At present, San Jose’s cool factor is extremely low due to the fact that it has thousands of workers, but no residents.

Although Silicon valley has a great deal to offer in terms of professional advancement, culturally savvy Googlites will inevitably feel more at home in San Francisco or Oakland and  are willing to commute long distances just to return to an urban environment that is read and written. Nevertheless, this choice presents numerous economic, social, and environmental problems for city planners.

Diridon Strategic Development Plan is essentially a New Urbanist project, and despite the plan’s good intentions, walking around the town reminds me why I’m so critical of New Urbanism.

New Urbanism promotes higher density housing,  transit-oriented development, and the elimination of boring places. However, I see no people, lots of parking space, and advertisements for $500,ooo two bedroom condos.

For example, the highlight of the project is the old Del Monte canning factory, which has been converted into an eco-friendly loft space next to the Diridon BART station.

Although the design is unquestionably cool, the building doesn’t resolve the fact that public transportation remains an alternative as opposed to a requirement. Furthermore, none of the new construction is slated as affordable. Once people start populating this town, what kind of ‘cool’ culture will be created?  Judging by the images provided in Diridon’s spring presentation workshop, it will be a culture that can support very bad public art.



Returning to that documentary on Reidy, I’d like to point out that Reidy’s main inspiration was Le Corbusier, a man who believed that a new social order–the very thing needed in society–required the city be cleared of all traces of memory and history. He writes:

On the day when contemporary society, at present so sick, has become properly aware that only architecture and city planning can provide the exact prescription for its ills, then the time will have come for the great machine to be put in motion.

Should I find it ironic that Reidy fought against the Rio de Janeiro 1971 government policy of “demolish to build!” yet also supported Le Corbusier’s erasure of history?

I should.

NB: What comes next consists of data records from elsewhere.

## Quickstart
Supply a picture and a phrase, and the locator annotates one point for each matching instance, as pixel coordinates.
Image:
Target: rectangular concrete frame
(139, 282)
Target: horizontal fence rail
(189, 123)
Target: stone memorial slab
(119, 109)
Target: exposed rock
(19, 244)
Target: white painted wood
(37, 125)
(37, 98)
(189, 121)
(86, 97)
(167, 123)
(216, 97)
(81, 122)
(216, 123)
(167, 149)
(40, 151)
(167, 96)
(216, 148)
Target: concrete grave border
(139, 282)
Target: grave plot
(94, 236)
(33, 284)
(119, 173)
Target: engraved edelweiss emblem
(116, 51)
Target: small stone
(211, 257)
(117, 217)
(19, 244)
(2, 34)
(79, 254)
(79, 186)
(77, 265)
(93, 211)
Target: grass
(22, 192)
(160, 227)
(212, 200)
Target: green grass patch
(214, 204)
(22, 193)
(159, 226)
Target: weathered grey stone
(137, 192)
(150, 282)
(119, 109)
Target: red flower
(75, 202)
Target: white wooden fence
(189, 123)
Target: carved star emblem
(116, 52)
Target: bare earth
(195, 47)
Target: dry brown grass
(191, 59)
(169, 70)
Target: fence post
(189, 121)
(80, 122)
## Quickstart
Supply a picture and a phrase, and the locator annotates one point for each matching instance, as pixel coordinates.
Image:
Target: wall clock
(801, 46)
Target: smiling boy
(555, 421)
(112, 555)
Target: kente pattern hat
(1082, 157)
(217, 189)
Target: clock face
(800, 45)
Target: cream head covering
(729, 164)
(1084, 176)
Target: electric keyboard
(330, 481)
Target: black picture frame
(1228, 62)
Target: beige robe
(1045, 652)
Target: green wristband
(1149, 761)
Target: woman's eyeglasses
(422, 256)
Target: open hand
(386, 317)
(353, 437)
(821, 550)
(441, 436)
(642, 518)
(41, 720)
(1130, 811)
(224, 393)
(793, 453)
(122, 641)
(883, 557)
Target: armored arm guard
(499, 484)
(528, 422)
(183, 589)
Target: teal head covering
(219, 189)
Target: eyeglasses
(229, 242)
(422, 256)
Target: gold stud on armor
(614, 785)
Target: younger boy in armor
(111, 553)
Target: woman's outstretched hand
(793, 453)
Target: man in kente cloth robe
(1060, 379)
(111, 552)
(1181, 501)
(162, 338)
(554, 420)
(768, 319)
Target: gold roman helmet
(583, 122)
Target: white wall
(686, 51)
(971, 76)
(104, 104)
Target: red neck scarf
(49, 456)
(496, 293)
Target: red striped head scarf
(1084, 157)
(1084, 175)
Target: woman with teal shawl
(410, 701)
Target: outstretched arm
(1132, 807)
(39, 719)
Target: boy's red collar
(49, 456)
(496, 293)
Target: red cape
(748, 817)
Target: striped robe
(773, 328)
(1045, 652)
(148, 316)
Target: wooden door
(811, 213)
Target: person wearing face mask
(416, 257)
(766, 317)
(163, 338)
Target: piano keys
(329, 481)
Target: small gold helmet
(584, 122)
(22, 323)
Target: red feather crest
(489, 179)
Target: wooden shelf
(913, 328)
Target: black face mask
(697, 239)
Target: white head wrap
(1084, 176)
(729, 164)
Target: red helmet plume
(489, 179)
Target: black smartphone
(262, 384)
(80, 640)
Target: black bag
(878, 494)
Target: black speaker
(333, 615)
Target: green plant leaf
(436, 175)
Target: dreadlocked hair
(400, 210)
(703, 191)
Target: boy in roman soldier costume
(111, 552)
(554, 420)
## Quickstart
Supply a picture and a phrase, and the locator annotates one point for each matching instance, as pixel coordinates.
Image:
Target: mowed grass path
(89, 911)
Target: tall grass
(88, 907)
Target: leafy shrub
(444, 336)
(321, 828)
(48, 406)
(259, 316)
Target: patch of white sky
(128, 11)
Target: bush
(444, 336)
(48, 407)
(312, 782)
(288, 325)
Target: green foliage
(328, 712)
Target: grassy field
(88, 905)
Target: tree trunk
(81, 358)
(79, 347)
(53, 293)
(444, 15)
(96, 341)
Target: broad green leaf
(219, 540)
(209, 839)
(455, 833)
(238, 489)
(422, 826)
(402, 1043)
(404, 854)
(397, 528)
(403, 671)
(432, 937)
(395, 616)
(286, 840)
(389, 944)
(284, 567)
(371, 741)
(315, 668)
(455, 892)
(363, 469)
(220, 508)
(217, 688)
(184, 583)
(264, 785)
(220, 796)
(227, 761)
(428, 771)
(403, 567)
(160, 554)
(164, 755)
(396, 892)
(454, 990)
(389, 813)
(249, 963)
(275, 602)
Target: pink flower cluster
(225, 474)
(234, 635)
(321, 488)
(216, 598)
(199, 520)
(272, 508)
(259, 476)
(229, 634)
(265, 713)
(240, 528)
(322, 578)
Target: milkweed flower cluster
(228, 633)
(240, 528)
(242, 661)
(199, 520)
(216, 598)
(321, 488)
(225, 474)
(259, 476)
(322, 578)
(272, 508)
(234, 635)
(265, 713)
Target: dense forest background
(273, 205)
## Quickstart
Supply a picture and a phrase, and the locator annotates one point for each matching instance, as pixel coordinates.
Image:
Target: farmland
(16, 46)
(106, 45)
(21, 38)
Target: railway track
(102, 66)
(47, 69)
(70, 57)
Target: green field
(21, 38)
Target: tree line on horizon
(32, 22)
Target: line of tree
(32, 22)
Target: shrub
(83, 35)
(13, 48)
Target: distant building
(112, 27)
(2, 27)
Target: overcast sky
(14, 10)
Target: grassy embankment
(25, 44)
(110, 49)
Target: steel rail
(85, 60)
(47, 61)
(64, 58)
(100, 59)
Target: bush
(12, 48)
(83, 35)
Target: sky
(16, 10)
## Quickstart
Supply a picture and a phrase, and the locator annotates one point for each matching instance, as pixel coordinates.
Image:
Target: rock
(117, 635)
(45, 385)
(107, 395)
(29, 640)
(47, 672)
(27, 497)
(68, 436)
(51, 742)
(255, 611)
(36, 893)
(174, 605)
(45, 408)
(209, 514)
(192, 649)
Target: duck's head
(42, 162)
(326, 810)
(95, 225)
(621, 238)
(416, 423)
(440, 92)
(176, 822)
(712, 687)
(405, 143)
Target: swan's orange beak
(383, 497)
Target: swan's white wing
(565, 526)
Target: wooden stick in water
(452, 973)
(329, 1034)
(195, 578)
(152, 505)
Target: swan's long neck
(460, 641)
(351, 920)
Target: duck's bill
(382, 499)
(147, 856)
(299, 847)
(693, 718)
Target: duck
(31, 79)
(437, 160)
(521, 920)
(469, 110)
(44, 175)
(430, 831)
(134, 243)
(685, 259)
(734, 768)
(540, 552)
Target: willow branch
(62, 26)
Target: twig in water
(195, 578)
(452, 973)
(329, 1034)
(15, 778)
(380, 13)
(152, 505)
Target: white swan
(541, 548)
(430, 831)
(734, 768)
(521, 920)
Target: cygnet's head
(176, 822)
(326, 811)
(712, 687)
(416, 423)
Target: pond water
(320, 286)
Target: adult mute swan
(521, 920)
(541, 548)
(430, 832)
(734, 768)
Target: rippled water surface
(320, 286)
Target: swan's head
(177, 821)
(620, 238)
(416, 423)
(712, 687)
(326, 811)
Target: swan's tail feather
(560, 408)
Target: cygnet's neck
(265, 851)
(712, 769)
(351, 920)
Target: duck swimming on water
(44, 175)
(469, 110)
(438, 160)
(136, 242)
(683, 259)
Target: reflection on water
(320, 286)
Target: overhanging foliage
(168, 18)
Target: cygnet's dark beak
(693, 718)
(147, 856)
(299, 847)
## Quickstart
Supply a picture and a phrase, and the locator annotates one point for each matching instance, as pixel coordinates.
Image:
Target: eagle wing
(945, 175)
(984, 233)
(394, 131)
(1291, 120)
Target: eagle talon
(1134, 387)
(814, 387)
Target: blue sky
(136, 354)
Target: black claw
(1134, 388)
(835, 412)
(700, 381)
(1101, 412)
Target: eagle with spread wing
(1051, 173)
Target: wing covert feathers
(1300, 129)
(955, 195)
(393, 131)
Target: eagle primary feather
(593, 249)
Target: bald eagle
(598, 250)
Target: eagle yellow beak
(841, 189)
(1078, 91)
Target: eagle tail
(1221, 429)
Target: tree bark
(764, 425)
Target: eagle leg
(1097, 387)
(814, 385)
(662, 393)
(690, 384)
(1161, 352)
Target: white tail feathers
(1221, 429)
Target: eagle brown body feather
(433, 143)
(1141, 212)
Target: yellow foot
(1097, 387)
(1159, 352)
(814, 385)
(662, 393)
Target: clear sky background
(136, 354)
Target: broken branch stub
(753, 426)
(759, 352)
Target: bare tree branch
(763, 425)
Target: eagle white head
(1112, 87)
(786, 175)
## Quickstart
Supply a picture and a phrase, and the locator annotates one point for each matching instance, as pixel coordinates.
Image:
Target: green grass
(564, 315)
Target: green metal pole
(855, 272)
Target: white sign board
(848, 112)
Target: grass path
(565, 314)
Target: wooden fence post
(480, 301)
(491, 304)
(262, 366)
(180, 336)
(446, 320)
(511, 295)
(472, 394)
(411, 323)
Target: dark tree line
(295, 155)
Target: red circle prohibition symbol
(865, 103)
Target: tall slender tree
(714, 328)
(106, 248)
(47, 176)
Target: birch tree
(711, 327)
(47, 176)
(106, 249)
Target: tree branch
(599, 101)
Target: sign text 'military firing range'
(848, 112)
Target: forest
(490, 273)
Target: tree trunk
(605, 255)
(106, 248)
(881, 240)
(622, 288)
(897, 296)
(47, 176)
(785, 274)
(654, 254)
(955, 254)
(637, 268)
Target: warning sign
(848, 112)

And, I should love that irony.

Reidy’s Pedrgulho public housing project remains one of my favorite examples modernist architecture, and the disconnect between abstract utopia, concrete utopia, and urban planning.

I can accept the contradictory nature of Reidy’s love for both Le Corbusier and a socially egalitarian, historically rich Rio de Janeiro because  I know the urban environment is itself a contradiction. The utopian efforts of architects and planners to prepare a built environment for people will inevitably fail. Either people populate the newly constructed built environment and inevitably disrupt the rational vision, or new construction comes and imposes rational order on an organic social chaos.

At present, there are no ghosts in Diridon. But Wayne Chen’s partner Henry Servin tells us that, in the future, “there will be a lot of cool coffee shops.”

While a certain level of abstract utopia is needed in order to imagine the future environment (i.e. ‘cool coffee shops’), as soon as that vision is named, it transitions from the realm of the abstract to the realm of the concrete.

Meanwhile, I am distrustful of anything that attempts to name something not yet in existence. De Certeau and I will continue to live in haunted places and avoid the illusion of a reality with no spectre–even if it means sacrificing cool coffee shops.